Note: To make this a little more fun, I put a hint for the modification at the end, so you can spend some time figuring out the change yourself. The original code was ~500 lines, so it took me a heck of a lot longer to pin it down, since the fix looks pretty irrelevant to the performance.
It runs about 20% faster with /MTd than with /MT, even though the output loop looks the same!!!
The difference in the assembly code for the tiny-modification case is:
Loop without the modification (~300 ms):
00403383 mov esi,dword ptr [esp+10h]
00403387 mov edx,dword ptr [esp+0Ch]
0040338B mov dword ptr [edx+esi*4],eax
0040338E add dword ptr [esp+10h],ecx
00403392 add eax,ecx
00403394 cmp eax,4000000h
00403399 jl main+43h (403383h)
Loop with /MTd (looks identical! but ~270 ms):
00407D73 mov esi,dword ptr [esp+10h]
00407D77 mov edx,dword ptr [esp+0Ch]
00407D7B mov dword ptr [edx+esi*4],eax
00407D7E add dword ptr [esp+10h],ecx
00407D82 add eax,ecx
00407D84 cmp eax,4000000h
00407D89 jl main+43h (407D73h)
Loop with the modification (~100 ms!!):
00403361 mov dword ptr [esi+eax*4],eax
00403364 inc eax
00403365 cmp eax,4000000h
0040336A jl main+21h (403361h)
Now my question is, why should the changes above have the effects they do? It's completely bizarre!

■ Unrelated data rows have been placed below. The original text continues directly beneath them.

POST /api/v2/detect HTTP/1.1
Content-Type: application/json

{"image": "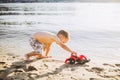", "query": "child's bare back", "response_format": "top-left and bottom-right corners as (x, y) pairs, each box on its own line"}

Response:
(26, 30), (75, 60)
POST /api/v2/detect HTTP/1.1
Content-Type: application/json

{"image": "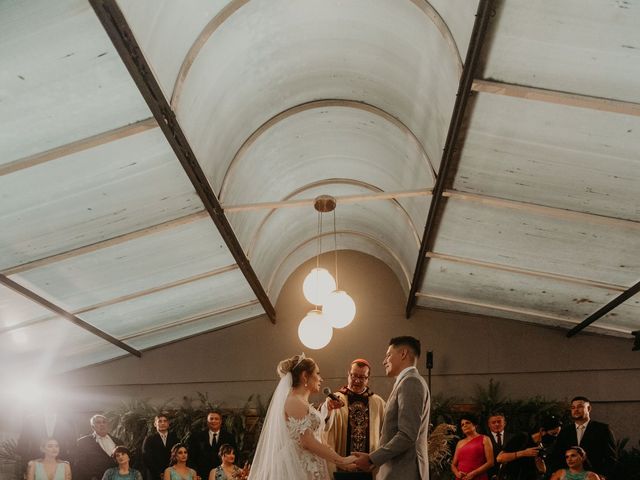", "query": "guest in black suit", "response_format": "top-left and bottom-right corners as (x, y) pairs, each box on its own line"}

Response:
(487, 412), (508, 478)
(72, 415), (122, 480)
(188, 410), (236, 479)
(142, 413), (179, 480)
(551, 397), (618, 478)
(16, 411), (78, 465)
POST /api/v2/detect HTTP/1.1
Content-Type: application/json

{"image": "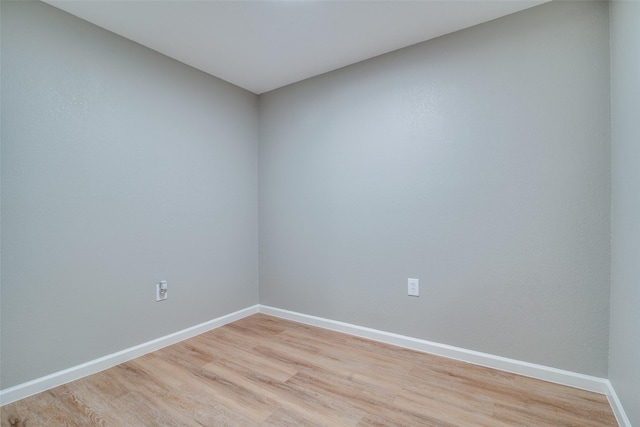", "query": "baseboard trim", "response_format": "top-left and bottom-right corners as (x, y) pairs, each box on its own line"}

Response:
(0, 305), (259, 406)
(607, 380), (631, 427)
(259, 305), (613, 396)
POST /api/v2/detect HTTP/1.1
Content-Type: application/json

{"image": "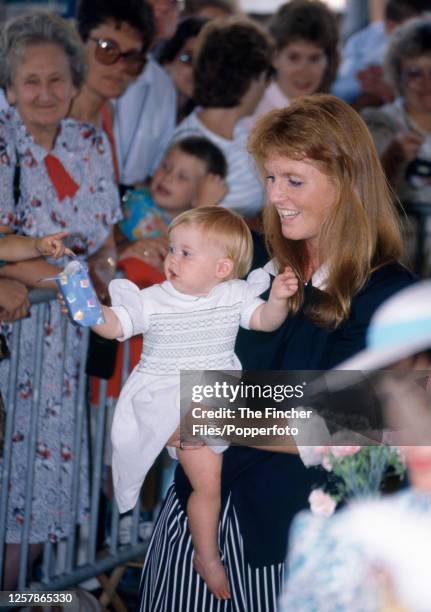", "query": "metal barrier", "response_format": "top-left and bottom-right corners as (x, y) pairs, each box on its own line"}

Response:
(0, 290), (153, 590)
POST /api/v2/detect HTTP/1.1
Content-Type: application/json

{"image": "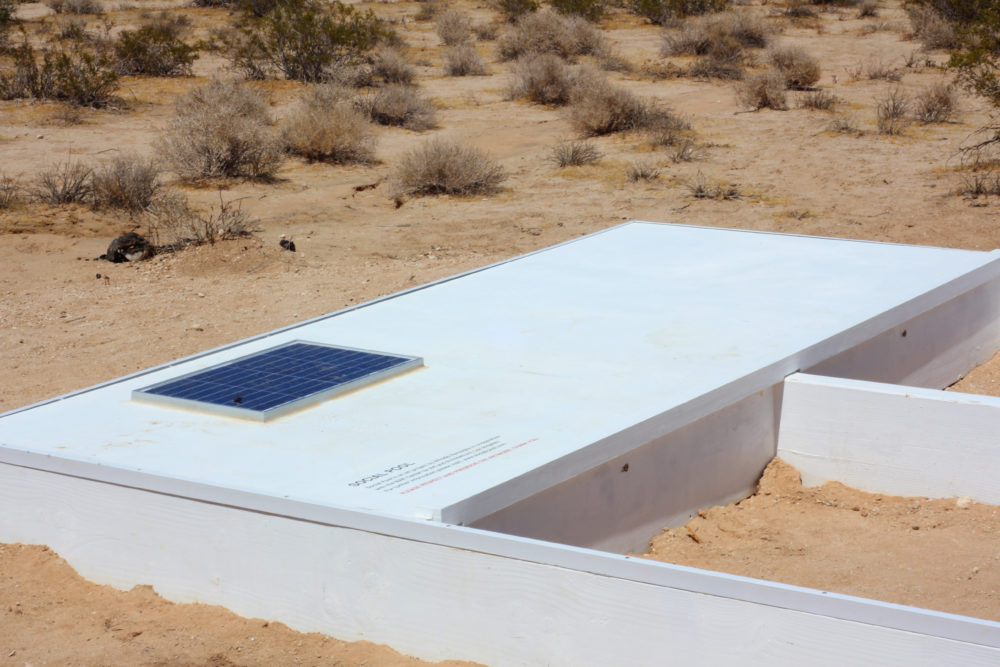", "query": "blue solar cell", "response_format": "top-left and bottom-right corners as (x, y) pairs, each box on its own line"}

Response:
(132, 341), (422, 420)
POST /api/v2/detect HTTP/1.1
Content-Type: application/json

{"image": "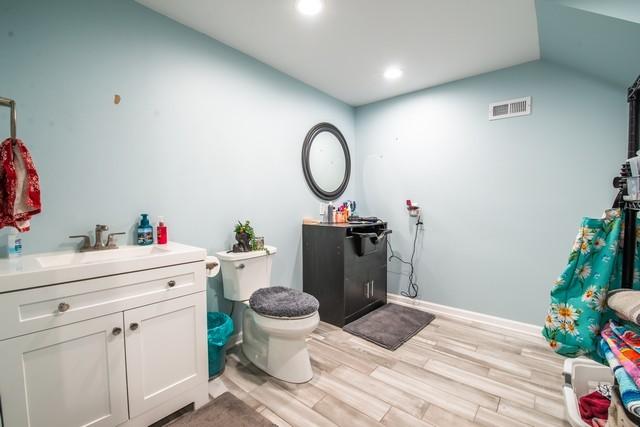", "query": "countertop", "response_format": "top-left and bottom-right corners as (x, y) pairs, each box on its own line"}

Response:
(0, 242), (207, 294)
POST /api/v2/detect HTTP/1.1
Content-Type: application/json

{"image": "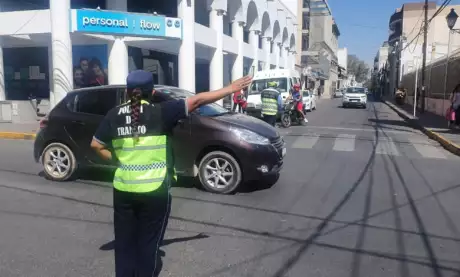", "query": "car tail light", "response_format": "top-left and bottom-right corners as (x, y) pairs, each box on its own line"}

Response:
(40, 117), (48, 129)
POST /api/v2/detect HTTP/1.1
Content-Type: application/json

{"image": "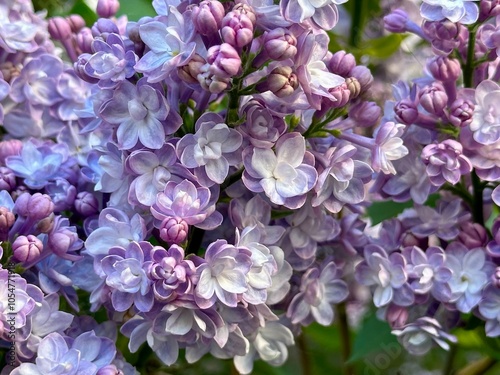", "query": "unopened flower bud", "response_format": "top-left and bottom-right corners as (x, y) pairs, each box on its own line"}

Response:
(14, 193), (54, 220)
(386, 304), (409, 329)
(191, 0), (226, 36)
(394, 99), (418, 125)
(345, 77), (361, 99)
(196, 64), (231, 94)
(48, 17), (73, 40)
(66, 14), (86, 33)
(207, 43), (241, 78)
(160, 217), (189, 245)
(349, 65), (373, 93)
(384, 9), (408, 33)
(96, 0), (120, 18)
(221, 12), (253, 48)
(0, 167), (17, 191)
(328, 51), (356, 77)
(177, 53), (206, 83)
(419, 82), (448, 116)
(0, 139), (23, 165)
(349, 101), (382, 127)
(458, 222), (488, 249)
(257, 66), (299, 98)
(263, 27), (297, 61)
(427, 56), (462, 82)
(75, 191), (99, 217)
(448, 99), (475, 128)
(231, 3), (257, 26)
(12, 234), (43, 263)
(0, 207), (16, 241)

Especially the first one -- it shouldn't affect anything at all (once you see the difference in the code), and yet it lowers the speed dramatically.
Is there an explanation for this?
#include <cstdio>
#include <ctime>
#include <algorithm>
#include <memory>
template<class T, class Allocator = std::allocator<T> >
struct vector : Allocator
{
T *p;
size_t n;
struct scoped
{
T *p_;
size_t n_;
Allocator &a_;
~scoped() { if (p_) { a_.deallocate(p_, n_); } }
scoped(Allocator &a, size_t n) : a_(a), n_(n), p_(a.allocate(n, 0)) { }
void swap(T *&p, size_t &n)
{
std::swap(p_, p);
std::swap(n_, n);
}
};
vector(size_t n) : n(0), p(0) { scoped(*this, n).swap(p, n); }
void push_back(T const &value) { p[n++] = value; }
};
int main()
{
int const COUNT = 1 << 26;
vector<int> vect(COUNT);
clock_t start = clock();
for (int i = 0; i < COUNT; i++) { vect.push_back(i); }
printf("time: %d\n", (clock() - start) * 1000 / CLOCKS_PER_SEC);
}
Hint (hover your mouse below):
It has to do with the allocator.
Answer:
Change Allocator &a_ to Allocator a_.
For what it's worth, my speculation for the difference between /MT and /MTd is that the /MTd heap allocation will paint the heap memory for debugging purposes making it more likely to be paged in - that occurs before you start the clock.
If you 'pre-heat' the vector allocation, you get the same numbers for /MT and /MTd:
vector<int> vect(COUNT);
// make sure vect's memory is warmed up
for (int i = 0; i < COUNT; i++) { vect.push_back(i); }
vect.n = 0; // clear the vector
clock_t start = clock();
for (int i = 0; i < COUNT; i++) { vect.push_back(i); }
printf("time: %d\n", (clock() - start) * 1000 / CLOCKS_PER_SEC);
It's strange that Allocator& will break the alias chain while Allocator will not.
You can try
for(int i=vect.n; i<COUNT;++i){
...
}
to enforce i and n are synchronized.
This will make vc much easier to optimize.
emm... It seems that the "fastest" code
00403361 mov dword ptr [esi+eax*4],eax
00403364 inc eax
00403365 cmp eax,4000000h
0040336A jl main+21h (403361h)
is somewhat over-optimized. In this loop, vect.n is ignored at all...
If there was an exception happened in the loop, vect.n will not be updated correctly.
So the answer might be: when you use Allocator, vc figures out that vect.n will be never used again,
so that it can be ignored. It's amazing, but in general it's not so useful and dangerous.